Only content from Twitter blockquote is extracted

This URL contains a blockquote/preview/embedded tweet on the page, and when I try to scrape the content using the Push to Kindle app or web app it only grabs the content for the tweet, but not the rest of the email. Defense in Depth is actually a good thing • Buttondown

Thanks for letting us know. Push to Kindle actually operates in two modes:

  1. If you use our mobile apps or old browser extensions, you’ll be relying on our server retrieving the content and processing it.
  2. If you use our newer browser extensions, you’ll have the content sent over after your browser has processed it. That tends to produce better results for many sites (particularly the more complex ones, or ones with markup errors like this one).

This website uses invalid HTML tags to surround the tweet, which trips up our parser in the first mode. If you view the original article source in Firefox, you’ll see something like this:

Firefox has marked the invalid tags in red, and that’s why our parser gets confused and only extracts that element.

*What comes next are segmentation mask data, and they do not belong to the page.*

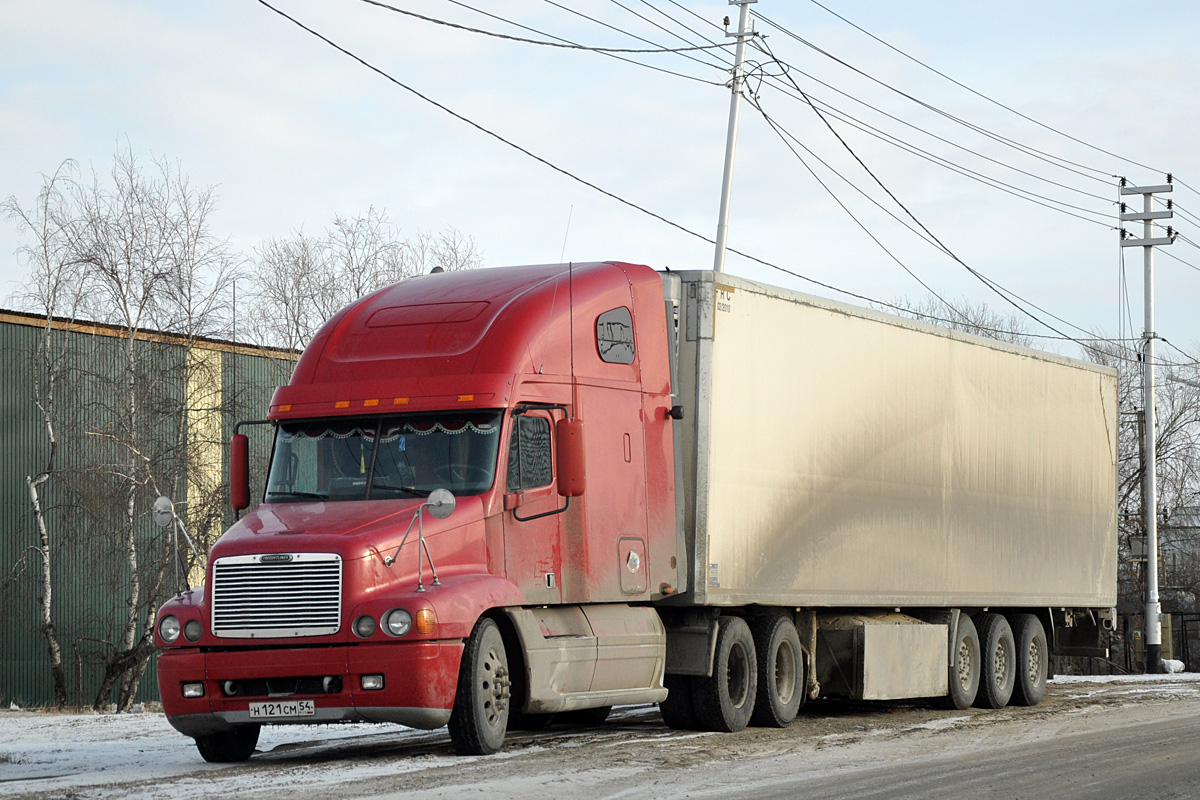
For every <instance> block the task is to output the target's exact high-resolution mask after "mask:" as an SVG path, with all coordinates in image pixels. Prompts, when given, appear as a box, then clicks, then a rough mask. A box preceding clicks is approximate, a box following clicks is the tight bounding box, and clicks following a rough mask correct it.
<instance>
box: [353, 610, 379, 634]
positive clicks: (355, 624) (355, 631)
mask: <svg viewBox="0 0 1200 800" xmlns="http://www.w3.org/2000/svg"><path fill="white" fill-rule="evenodd" d="M376 627H377V626H376V621H374V618H373V616H368V615H366V614H364V615H362V616H360V618H358V619H356V620H354V633H355V636H358V637H359V638H362V639H370V638H371V634H373V633H374V632H376Z"/></svg>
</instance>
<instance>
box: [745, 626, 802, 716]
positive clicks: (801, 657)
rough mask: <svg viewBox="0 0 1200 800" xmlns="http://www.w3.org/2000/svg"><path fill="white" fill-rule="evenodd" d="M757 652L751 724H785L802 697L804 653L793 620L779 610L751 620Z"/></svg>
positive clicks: (798, 709) (799, 704) (755, 647)
mask: <svg viewBox="0 0 1200 800" xmlns="http://www.w3.org/2000/svg"><path fill="white" fill-rule="evenodd" d="M750 632H751V633H752V634H754V648H755V652H756V654H757V656H758V693H757V698H756V699H755V704H754V714H751V715H750V724H756V726H761V727H767V728H784V727H787V726H788V724H791V722H792V720H794V718H796V712H797V711H799V709H800V700H803V699H804V654H803V652H802V651H800V637H799V634H797V632H796V625H793V624H792V620H790V619H787V618H786V616H782V615H780V614H772V615H769V616H760V618H758V619H756V620H754V621H752V622H751V624H750Z"/></svg>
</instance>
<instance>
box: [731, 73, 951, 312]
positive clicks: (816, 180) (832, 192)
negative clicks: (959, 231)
mask: <svg viewBox="0 0 1200 800" xmlns="http://www.w3.org/2000/svg"><path fill="white" fill-rule="evenodd" d="M746 100H748V102H749V103H750V106H752V107H754V108H755V109H756V110H757V112H758V113H760V114H761V115H762V118H763V120H766V121H767V125H768V126H770V130H772V131H774V132H775V136H778V137H779V138H780V140H782V142H784V145H785V146H787V149H788V150H791V151H792V155H794V156H796V158H797V160H798V161H799V162H800V163H802V164H803V166H804V168H805V169H806V170H809V174H810V175H812V178H814V180H816V182H817V184H820V185H821V188H823V190H824V191H826V193H828V194H829V197H832V198H833V200H834V203H836V204H838V205H839V206H841V210H842V211H845V212H846V213H847V216H850V218H851V219H853V221H854V223H856V224H857V225H858V227H859V228H862V229H863V233H865V234H866V235H868V236H870V239H871V241H874V242H875V243H876V245H878V247H880V249H882V251H883V252H884V253H887V254H888V258H890V259H892V260H893V261H895V263H896V264H899V265H900V269H902V270H904V271H905V272H907V273H908V275H910V276H911V277H912V278H913V279H914V281H916V282H917V283H919V284H920V285H922V287H923V288H924V289H925V291H928V293H929V294H931V295H934V296H935V297H937V299H938V300H941V301H942V303H943V305H944V306H946V307H947V308H949V309H950V311H953V312H954V313H956V314H959V315H960V317H962V319H964V320H966V319H967V317H966V314H964V313H962V312H960V311H959V309H958V308H956V307H955V306H954V305H953V303H950V302H949V301H948V300H946V297H943V296H942V295H940V294H937V291H935V290H934V288H932V287H930V285H929V284H928V283H925V282H924V281H922V279H920V276H918V275H917V273H916V272H913V271H912V270H911V269H908V266H907V265H906V264H905V263H904V261H901V260H900V258H899V257H896V254H895V253H893V252H892V251H890V249H888V248H887V246H886V245H884V243H883V242H882V241H880V239H878V236H876V235H875V234H872V233H871V230H870V228H868V227H866V225H865V224H863V222H862V221H860V219H859V218H858V217H857V216H854V212H853V211H851V210H850V207H848V206H847V205H846V204H845V203H842V201H841V198H839V197H838V194H836V193H835V192H834V191H833V190H832V188H829V186H828V184H826V182H824V181H823V180H821V176H820V175H817V174H816V170H814V169H812V167H810V166H809V163H808V162H806V161H804V157H803V156H802V155H800V154H799V152H797V151H796V148H793V146H792V145H791V144H790V143H788V142H787V139H788V138H790V139H792V140H793V142H796V144H798V145H799V146H800V148H804V150H805V151H806V152H808V154H809V155H810V156H812V157H814V158H816V160H817V161H820V162H821V163H822V164H824V167H826V168H827V169H829V170H830V172H832V173H833V174H834V175H838V178H841V179H842V180H844V181H846V182H847V184H850V185H851V187H852V188H856V190H858V191H859V193H862V194H863V196H864V197H866V199H869V200H871V203H875V205H876V206H878V207H880V209H882V210H883V211H884V212H886V213H889V215H892V217H893V218H895V219H896V221H898V222H900V223H901V224H905V223H904V221H901V219H900V218H899V217H896V216H895V215H894V213H892V212H890V211H888V210H887V209H884V207H883V206H882V205H880V204H878V203H876V201H875V199H874V198H871V197H870V196H868V194H866V193H865V192H863V191H862V190H859V188H858V187H857V186H854V185H853V184H851V182H850V181H848V180H846V178H845V176H844V175H841V174H840V173H839V172H838V170H835V169H833V168H832V167H829V164H828V163H826V162H824V160H822V158H821V157H820V156H817V155H816V154H814V152H812V151H811V150H809V149H808V148H806V146H805V145H804V144H802V143H800V142H799V140H798V139H796V137H793V136H792V134H790V133H788V134H787V137H786V138H785V137H784V132H782V131H781V130H780V127H779V126H778V125H776V124H775V121H774V120H773V119H770V115H769V114H767V112H766V110H764V109H763V108H762V106H761V104H760V102H758V98H757V97H748V98H746ZM906 227H907V225H906ZM918 235H920V234H919V233H918Z"/></svg>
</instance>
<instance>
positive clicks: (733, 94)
mask: <svg viewBox="0 0 1200 800" xmlns="http://www.w3.org/2000/svg"><path fill="white" fill-rule="evenodd" d="M757 1H758V0H730V5H731V6H740V7H742V10H740V13H739V14H738V32H737V34H731V32H728V30H726V31H725V35H726V36H736V37H737V40H738V46H737V49H736V50H734V52H733V83H732V84H730V92H731V94H730V127H728V131H727V133H726V134H725V172H724V174H722V175H721V210H720V212H719V213H718V219H716V254H715V257H714V259H713V271H714V272H724V271H725V241H726V239H727V237H728V233H730V194H731V193H732V191H733V150H734V148H736V145H737V140H738V109H739V108H740V102H739V101H740V100H742V82H743V77H744V76H743V65H744V64H745V56H746V37H748V36H754V31H752V30H748V26H749V24H750V5H751V4H754V2H757ZM728 25H730V18H728V17H726V18H725V26H726V29H728Z"/></svg>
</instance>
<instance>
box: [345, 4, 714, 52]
mask: <svg viewBox="0 0 1200 800" xmlns="http://www.w3.org/2000/svg"><path fill="white" fill-rule="evenodd" d="M359 1H360V2H365V4H366V5H368V6H376V7H377V8H386V10H388V11H392V12H395V13H397V14H403V16H406V17H413V18H414V19H421V20H424V22H427V23H433V24H434V25H444V26H446V28H454V29H456V30H462V31H467V32H469V34H480V35H482V36H492V37H494V38H503V40H508V41H510V42H521V43H523V44H538V46H541V47H558V48H563V49H569V50H589V52H592V53H631V54H649V53H685V52H689V50H710V49H714V48H721V47H728V44H716V43H714V44H708V46H702V47H677V48H666V47H662V48H654V49H630V48H617V47H593V46H587V44H574V43H570V42H562V41H559V42H546V41H542V40H536V38H523V37H521V36H510V35H508V34H498V32H496V31H490V30H482V29H480V28H470V26H469V25H460V24H458V23H452V22H448V20H445V19H437V18H434V17H426V16H425V14H419V13H416V12H415V11H406V10H404V8H397V7H396V6H392V5H389V4H386V2H380V0H359ZM505 22H508V20H505ZM510 24H512V23H510Z"/></svg>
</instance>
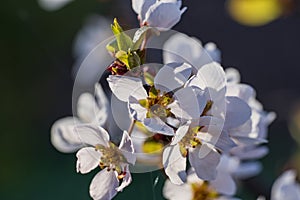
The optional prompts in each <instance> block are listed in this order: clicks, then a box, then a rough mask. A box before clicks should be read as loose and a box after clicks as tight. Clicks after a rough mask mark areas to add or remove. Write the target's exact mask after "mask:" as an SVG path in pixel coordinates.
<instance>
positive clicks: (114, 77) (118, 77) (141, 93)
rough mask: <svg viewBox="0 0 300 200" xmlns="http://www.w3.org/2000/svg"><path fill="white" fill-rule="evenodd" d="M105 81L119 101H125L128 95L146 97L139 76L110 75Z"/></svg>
mask: <svg viewBox="0 0 300 200" xmlns="http://www.w3.org/2000/svg"><path fill="white" fill-rule="evenodd" d="M107 81H108V84H109V87H110V89H111V91H112V92H113V94H114V95H115V96H116V97H117V98H118V99H119V100H121V101H125V102H127V101H128V98H129V96H133V97H135V98H136V99H138V100H140V99H146V98H147V96H148V95H147V92H146V90H145V89H144V87H143V83H142V80H141V79H139V78H135V77H129V76H117V75H110V76H109V77H108V78H107Z"/></svg>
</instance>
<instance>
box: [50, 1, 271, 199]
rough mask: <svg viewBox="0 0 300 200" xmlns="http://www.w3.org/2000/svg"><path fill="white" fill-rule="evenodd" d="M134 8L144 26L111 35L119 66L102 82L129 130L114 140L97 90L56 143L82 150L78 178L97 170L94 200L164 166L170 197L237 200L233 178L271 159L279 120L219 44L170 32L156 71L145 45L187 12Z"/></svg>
mask: <svg viewBox="0 0 300 200" xmlns="http://www.w3.org/2000/svg"><path fill="white" fill-rule="evenodd" d="M132 7H133V10H134V11H135V12H136V13H137V18H138V20H139V21H140V25H141V27H140V28H139V29H138V30H136V31H135V33H134V36H133V37H132V36H131V35H130V34H128V33H127V32H126V31H124V30H123V29H122V27H121V26H120V25H119V23H118V21H117V20H116V19H115V20H114V22H113V24H112V26H111V28H112V32H113V34H114V36H115V38H114V39H113V40H112V41H111V42H109V44H107V46H106V48H107V50H108V52H109V53H110V54H111V55H112V57H113V59H114V61H113V62H112V63H111V65H109V66H108V67H107V71H108V72H109V73H110V75H109V76H108V77H107V79H106V80H107V82H108V85H109V88H110V90H111V92H112V96H113V98H116V99H117V100H118V101H119V102H122V103H121V107H118V109H119V110H120V111H122V110H124V108H122V105H123V107H124V105H125V106H126V108H125V110H126V111H125V113H122V112H120V113H118V116H117V118H118V120H124V121H126V120H128V119H127V118H129V119H130V121H131V124H130V126H129V125H128V129H127V130H121V137H119V138H122V139H121V141H117V139H116V138H118V137H115V136H116V135H118V130H117V128H114V127H113V128H112V126H111V124H113V123H111V122H112V121H113V119H111V116H112V115H111V113H110V106H109V101H108V99H107V97H106V94H105V93H104V92H103V89H102V87H101V85H100V84H98V83H96V85H95V96H92V95H91V94H89V93H84V94H82V95H81V96H80V97H79V100H78V105H77V117H68V118H64V119H61V120H58V121H57V122H56V123H55V124H54V125H53V127H52V130H51V139H52V143H53V145H54V146H55V147H56V148H57V149H58V150H60V151H62V152H65V153H71V152H76V151H77V154H76V156H77V165H76V169H77V172H80V173H82V174H86V173H88V172H90V171H91V170H93V169H95V168H97V167H99V168H100V172H98V173H97V174H96V175H95V177H94V179H93V180H92V182H91V185H90V195H91V197H92V198H93V199H95V200H99V199H112V198H113V197H114V196H115V195H116V194H117V192H119V191H122V190H123V189H124V188H125V187H126V186H128V185H129V184H130V183H131V181H132V177H131V173H130V171H131V169H134V167H136V166H137V165H139V164H140V163H142V164H143V165H156V166H161V167H162V168H163V170H164V172H165V174H166V175H167V176H168V180H167V181H166V183H165V187H164V195H165V197H166V198H168V199H202V200H210V199H234V198H233V196H234V195H235V193H236V183H235V179H242V178H247V177H251V176H253V175H256V174H257V173H258V172H259V171H260V169H261V165H260V163H259V162H257V161H256V160H257V159H259V158H261V157H263V156H264V155H266V154H267V153H268V149H267V147H265V146H263V144H264V143H266V142H267V127H268V125H269V124H270V123H271V122H272V121H273V120H274V118H275V114H274V113H267V112H265V111H264V110H263V108H262V105H261V104H260V103H259V102H258V101H257V100H256V97H255V91H254V89H253V88H252V87H251V86H249V85H247V84H242V83H240V75H239V73H238V71H237V70H235V69H233V68H229V69H226V70H224V68H223V67H222V66H221V64H220V62H221V53H220V51H219V50H218V48H217V47H216V45H215V44H214V43H208V44H206V45H204V46H202V44H201V42H200V41H199V40H197V39H195V38H192V37H189V36H187V35H184V34H181V33H177V34H173V35H172V36H170V37H169V38H168V40H167V41H166V42H165V43H164V45H163V60H164V64H163V65H162V67H157V66H155V67H151V66H152V65H150V64H147V63H146V56H145V54H146V49H145V48H146V44H147V42H148V41H149V39H150V38H151V37H155V35H158V34H159V33H160V32H162V31H168V30H169V29H171V28H172V27H173V26H174V25H175V24H176V23H178V22H179V20H180V18H181V15H182V14H183V13H184V12H185V10H186V8H185V7H184V8H182V2H181V0H132ZM111 106H112V107H111V108H112V109H116V108H114V105H113V104H112V105H111ZM118 106H120V105H118ZM115 121H116V119H115ZM153 158H155V159H153Z"/></svg>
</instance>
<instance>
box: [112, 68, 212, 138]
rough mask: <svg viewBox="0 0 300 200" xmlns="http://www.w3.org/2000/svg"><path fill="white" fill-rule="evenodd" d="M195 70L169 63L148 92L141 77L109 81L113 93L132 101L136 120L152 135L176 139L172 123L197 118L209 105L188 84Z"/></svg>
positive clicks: (160, 74) (194, 89) (162, 70)
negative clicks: (188, 82)
mask: <svg viewBox="0 0 300 200" xmlns="http://www.w3.org/2000/svg"><path fill="white" fill-rule="evenodd" d="M191 71H192V67H191V66H190V65H188V64H186V63H183V64H181V63H170V64H167V65H165V66H163V67H162V68H161V69H160V70H159V72H158V73H157V74H156V76H155V78H154V84H153V86H150V88H149V89H148V91H147V90H146V89H145V88H144V86H143V82H142V80H141V79H140V78H136V77H129V76H113V75H111V76H109V78H108V79H107V80H108V83H109V86H110V88H111V90H112V92H113V94H114V95H115V96H116V97H117V98H118V99H119V100H121V101H125V102H128V108H129V112H130V114H131V116H132V118H133V119H134V120H137V121H139V122H142V123H143V125H144V126H145V127H146V128H147V129H148V130H149V131H151V132H155V133H161V134H165V135H171V136H172V135H174V127H173V125H171V124H169V121H172V119H175V120H177V121H178V123H180V122H185V121H188V120H191V119H197V118H199V116H200V114H201V113H202V111H203V110H204V108H205V106H206V103H207V102H205V101H204V98H203V91H202V90H200V89H199V88H198V87H189V86H187V85H186V83H187V81H188V79H189V77H190V75H191ZM174 126H176V125H174ZM175 128H177V127H175Z"/></svg>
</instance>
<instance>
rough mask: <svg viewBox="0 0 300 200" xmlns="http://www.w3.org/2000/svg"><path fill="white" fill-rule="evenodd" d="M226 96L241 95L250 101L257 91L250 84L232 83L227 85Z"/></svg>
mask: <svg viewBox="0 0 300 200" xmlns="http://www.w3.org/2000/svg"><path fill="white" fill-rule="evenodd" d="M226 96H235V97H239V98H241V99H242V100H244V101H245V102H248V101H249V99H250V98H254V97H255V91H254V89H253V88H252V87H251V86H250V85H246V84H231V85H228V86H227V90H226Z"/></svg>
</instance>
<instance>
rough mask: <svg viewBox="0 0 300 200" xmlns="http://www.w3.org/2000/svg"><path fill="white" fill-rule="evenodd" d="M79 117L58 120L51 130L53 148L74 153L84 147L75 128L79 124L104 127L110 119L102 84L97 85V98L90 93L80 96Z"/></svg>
mask: <svg viewBox="0 0 300 200" xmlns="http://www.w3.org/2000/svg"><path fill="white" fill-rule="evenodd" d="M77 115H78V117H76V116H73V117H65V118H62V119H59V120H57V121H56V122H55V123H54V124H53V125H52V128H51V142H52V144H53V146H54V147H55V148H56V149H57V150H59V151H61V152H64V153H73V152H75V151H77V150H78V149H80V148H81V147H82V146H83V143H82V141H81V140H80V138H79V136H78V135H77V133H76V132H75V131H74V127H75V126H76V125H79V124H85V123H94V124H96V125H99V126H103V125H105V123H106V120H107V118H108V100H107V97H106V95H105V93H104V91H103V89H102V87H101V85H100V84H98V83H96V85H95V96H93V95H92V94H90V93H83V94H81V95H80V97H79V99H78V103H77Z"/></svg>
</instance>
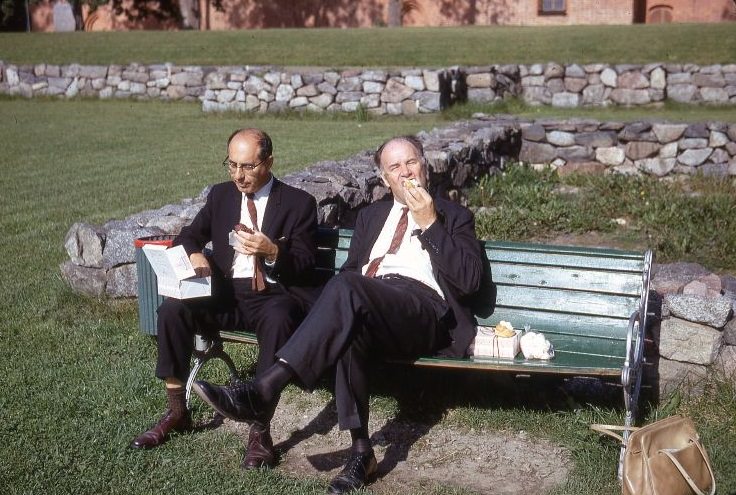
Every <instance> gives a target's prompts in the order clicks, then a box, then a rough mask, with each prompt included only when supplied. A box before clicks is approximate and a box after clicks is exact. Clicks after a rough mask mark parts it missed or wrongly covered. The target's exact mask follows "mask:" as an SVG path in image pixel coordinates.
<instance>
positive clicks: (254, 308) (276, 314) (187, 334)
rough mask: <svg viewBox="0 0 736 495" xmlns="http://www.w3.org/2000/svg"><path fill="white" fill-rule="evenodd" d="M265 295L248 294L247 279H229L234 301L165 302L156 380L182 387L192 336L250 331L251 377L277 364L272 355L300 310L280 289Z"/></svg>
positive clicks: (274, 358) (184, 301)
mask: <svg viewBox="0 0 736 495" xmlns="http://www.w3.org/2000/svg"><path fill="white" fill-rule="evenodd" d="M267 285H268V290H267V291H265V292H254V291H252V290H251V279H249V278H247V279H234V280H233V289H234V290H233V295H232V296H224V297H223V296H218V297H214V296H213V297H209V298H202V299H182V300H180V299H166V300H165V301H164V303H163V304H162V305H161V306H160V307H159V309H158V362H157V364H156V376H157V377H159V378H161V379H165V378H167V377H175V378H178V379H179V380H181V381H183V382H186V380H187V377H188V376H189V370H190V362H191V358H192V353H193V351H194V337H195V334H200V335H202V336H204V337H208V336H214V335H216V334H217V331H218V330H222V329H228V330H229V329H233V330H249V331H254V332H255V333H256V336H257V338H258V364H257V367H256V374H258V373H260V372H261V371H263V370H265V369H267V368H268V367H269V366H271V365H272V364H273V363H275V362H276V358H275V354H276V351H277V350H278V349H279V348H280V347H281V346H283V345H284V344H285V343H286V341H287V340H288V339H289V337H290V336H291V334H292V333H293V332H294V329H295V328H296V327H297V325H298V324H299V322H301V321H302V319H303V318H304V310H303V309H302V306H301V305H300V304H299V303H298V302H297V300H296V299H294V298H293V297H292V296H290V295H289V294H288V293H286V292H285V291H284V289H283V288H282V287H281V286H280V285H276V284H267Z"/></svg>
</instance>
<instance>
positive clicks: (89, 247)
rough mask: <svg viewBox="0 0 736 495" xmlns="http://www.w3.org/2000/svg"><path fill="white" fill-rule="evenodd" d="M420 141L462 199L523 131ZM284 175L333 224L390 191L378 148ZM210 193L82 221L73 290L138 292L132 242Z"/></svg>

But if you use the newer extension, the bulk of the body gets extracted, but not the tweet itself (we’ll try and fix that later):

Thanks for the reply. Are there are any plans to support alternatives to 1) like 2) for the mobile app? Maybe if the article could be loaded into “in-app browser” (I think some password managers do something like that) then something like 2) could be possible, but I have no idea. I just run into this a fair amount on smaller sites, here’s another. Willingness to look stupid

How do you enable the “Use browser-retrieved content” option? It’s not selectable for me in Firefox and Chrome.

Hi there,

Are there are any plans to support alternatives to 1) like 2) for the mobile app?

We’re looking into it, but unsure how much support there is for this on mobile platforms. It does look like that an app on iOS can receive article content as seen by Safari, but that would require that the app is called after loading the article inside Safari, so sharing from other apps would still require server-side fetching of content.

At the moment the best option for mobile is to use our bookmarklet. It requires a little more setup, but afterwards the results should look very similar to the that of our regular browser extension.

How do you enable the “Use browser-retrieved content” option? It’s not selectable for me in Firefox and Chrome.

If you install our Chrome or Firefox browser extension (or the bookmarklet for mobile Chrome, Firefox or Safari), then when you load articles via the extension (or bookmarklet) you’ll see that option enabled by default.